I love the thinking behind a seven year horizon. It’s less than an arbitrary decade, but longer term than most. Compromise, and yet not.

In June, I was let go from LeadMD. They’re a tribe of fierce robots hell-bent on delivering results to customers. LeadMD was founded in 2009.

I started GBXM in 2009.

My friend Adnan runs CarThrottle.com. He started that in 2009 as well. (Gave me the ground floor opportunity in 2010, too, but I passed because GBXM.) He now has millions of subscribers and offices in London and New York.

GBXM never went anywhere.

More and more, I think the lesson learned is compromise has its place, but not when it comes to delivering value.

In any case, I’m in the process of rebooting GBXM. Again.

I don’t have a seven year plan. I don’t even have a three year plan.

It’s just the thing I feel like I need to do right now.

Where will I be in seven years? When GBXM turns 15?

I don’t know, but there’s only one way to find out.


The Bold & The Dutiful

I want to be bold. Confident. Resolute.

I want to do this my way. Again.

I want to disrupt. Again.

But which rules should be broken?

What advice willfully ignored?

Can it be done this time?

Word of mouth, advocacy, promotion.

That’s all I need, right?

A rally cry that resonates.

That inspires the tribe.

That spreads like wildfire.

Stop cherry picking best practices.

Double down, all-in on the one thing.

Put them first.

Help them win.

Celebrate their wins.

Soothe their losses.

Make them kings.



Breathe & stop. Keep your cool. (Bonus track)

I’ve developed a real bitterness toward working on cars in recent years.

It often feels like my vehicles fight me every step of the way. I wonder how much of that is my own damn fault? You know, self-fulfilling prophecy and whatnot.
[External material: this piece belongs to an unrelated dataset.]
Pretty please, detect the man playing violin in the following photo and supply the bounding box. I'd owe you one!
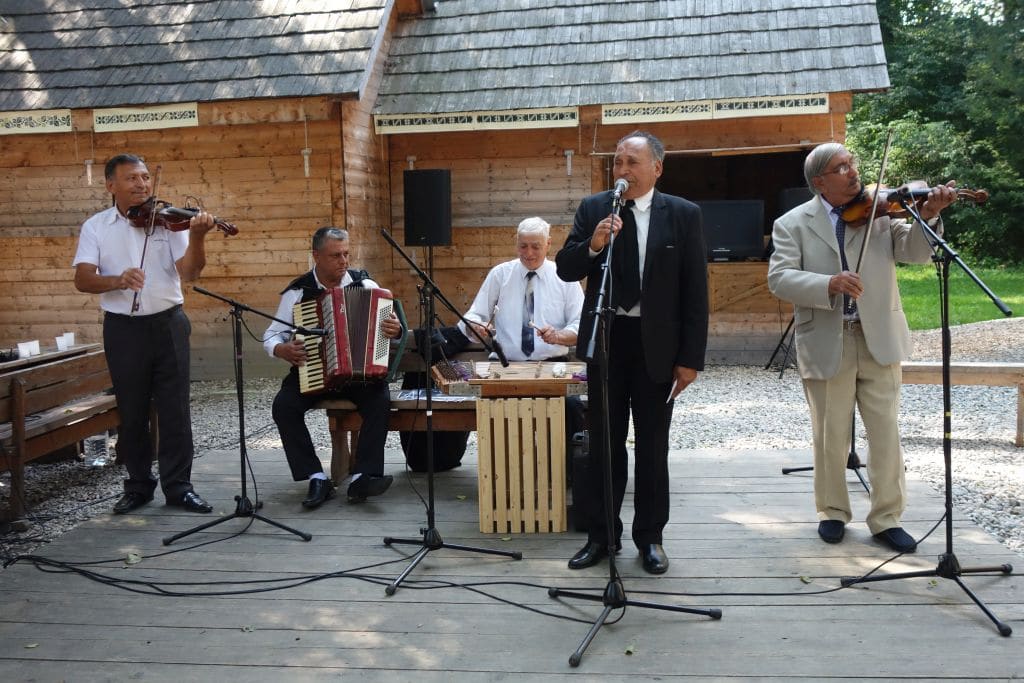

Wednesday night, after P went to bed, I had to go back out to the driveway and replace filthy, 19-year old heater hoses on Fezzik. It’s not a hard job, but because these are always wedged between the back of the engine and the firewall, it’s almost always a pain in the ass.

Instead of bitching and moaning about it, I told myself to just slow down, breathe, and get it done.

I removed the hood and cruise control box for maximum headroom and comfort. (It was still 107°F/42°C out at 9PM.) I refused to get mad when I dropped that damned hose clamp bolt four times during reassembly.

Whattayaknow. Everything came apart and went back together without a hitch.

The culprit: small hole worn by OE hose clamp on 19-year old OE hose.

I’m gonna try this approach more often. With cars. With life in general.

Bonus: That feeling.

My house is around the corner to the left. Whew!

That feeling. When you’re retracing your steps to see if you sprung a leak after replacing those heater hoses and you find a trail of fresh fluid in the road and you know you didn’t see any other cars in the neighborhood on your test drive—and the trail goes to someone else’s driveway.